Whet Your Appetite for Sharpe
Regency Adventure with Hawkwood
The Hawkwood Books by James McGee
Matthew Hawkwood is a contemporary of Richard Sharpe and the two men have some similarities. Both served in the Rifles during the Napoleonic Wars and both were worthy of the attention of the Duke of Wellington. However, whilst Sharpe is a fairly straightforward character, Hawkwood is an altogether more dark proposition. He faces his enemies not out in the open on the battlefield, but in the foetid alleyways of London's slums, where he works as a Bow Street Runner.

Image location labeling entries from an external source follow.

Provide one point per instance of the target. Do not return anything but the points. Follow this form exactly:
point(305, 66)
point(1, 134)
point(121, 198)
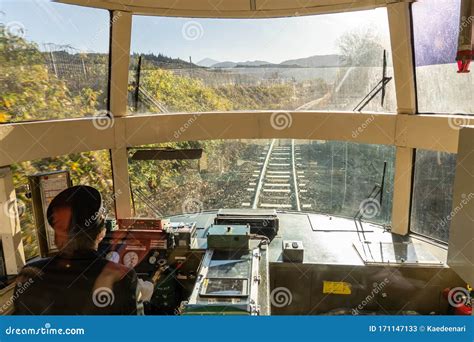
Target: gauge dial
point(130, 259)
point(152, 260)
point(113, 256)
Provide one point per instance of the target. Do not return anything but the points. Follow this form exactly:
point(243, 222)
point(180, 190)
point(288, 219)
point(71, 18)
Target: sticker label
point(337, 287)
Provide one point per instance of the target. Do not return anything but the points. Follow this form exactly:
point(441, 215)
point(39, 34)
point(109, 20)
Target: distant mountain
point(207, 62)
point(318, 61)
point(160, 61)
point(229, 64)
point(226, 64)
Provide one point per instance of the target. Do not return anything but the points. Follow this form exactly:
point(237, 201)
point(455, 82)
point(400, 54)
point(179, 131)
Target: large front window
point(322, 62)
point(328, 177)
point(53, 61)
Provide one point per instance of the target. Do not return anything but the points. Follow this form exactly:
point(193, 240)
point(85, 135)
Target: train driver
point(76, 281)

James McGee has created not only a compelling hero in Hawkwood but an engaging vision of London's seamy underworld - the stench almost comes off the page! Add to this a solid supporting cast of characters, ingenious and well-researched historical plots and you cannot fail to enjoy McGee's books.
So far there are four books; start with Ratcatcher, follow it with Resurrectionist, then Rapscallion and finally, this year's Rebellion.
Roman Action with The Legions
The Eagle Series by Simon Scarrow
Simon Scarrow writes great battle scenes and there are plenty of them in his Roman military adventure series. He has two main characters, Quintus Licinius Cato, young and fairly intellectual and Lucius Cornellius Macro, a tough veteran. The series follows the two soldiers in the Imperial Army around 42 AD with the action ranging from the Rome to the Rhine to Britain and beyond.
Scarrow's plots march along with no complicated twists and turns, which is in no way a bad thing. Battle scenes are described blow by blow and feature bucket loads of blood and guts. The dialogue is rough and ready, as you would expect from soldiers - including plenty of expletives.
Start the series with Under the Eagle.
The Grail Quest Action
The Grail Quest Trilogy by Bernard Cornwell
The Grail Quest Trilogy follows the adventures of Thomas of Hookton, an archer, during the reign of Edward III, and his quest to avenge his father's death and retrieve a stolen artefact. Cornwell weaves a story full of vengeance, betrayal and love, all pulled together with historical accuracy and fast-paced action, set against a backdrop of England and France.
Thomas of Hookton is a likeable hero, driven by a desire for personal vengeance against various enemies, including his dastardly cousin, Guy Vexille. Along the way he is involved in some bloody battles, both large and small, and manages to romance a couple of ladies.
The Grail Quest begins with Harlequin, published as The Archer's Tale in the USA, followed by Vagabond and reaching its finale with Heretic.
The Saxon Tales by Bernard Cornwell
No apologies for including another of Cornwell's series - he is the master of the historical adventure yarn! The Saxon Chronicles are set in 9th Century Britain and have as their hero Uhtred Ragnarson. Uhtred is an orphaned Briton, dispossessed of his birthright and adopted by Danes. The story unfolds against the backdrop of King Alfred's battle to save the last remaining kingdom, Wessex, from the invading Danes.
Cornwell has created another engaging hero in Uhtred and the plot twists and turns as Uhtred's loyalties are tested. The action is provided by Uhtred's flight from his captors and the battles in which he fights. As you expect, the historical detail is well-researched and it is a pleasure to read a book set in a period often overlooked by popular fiction.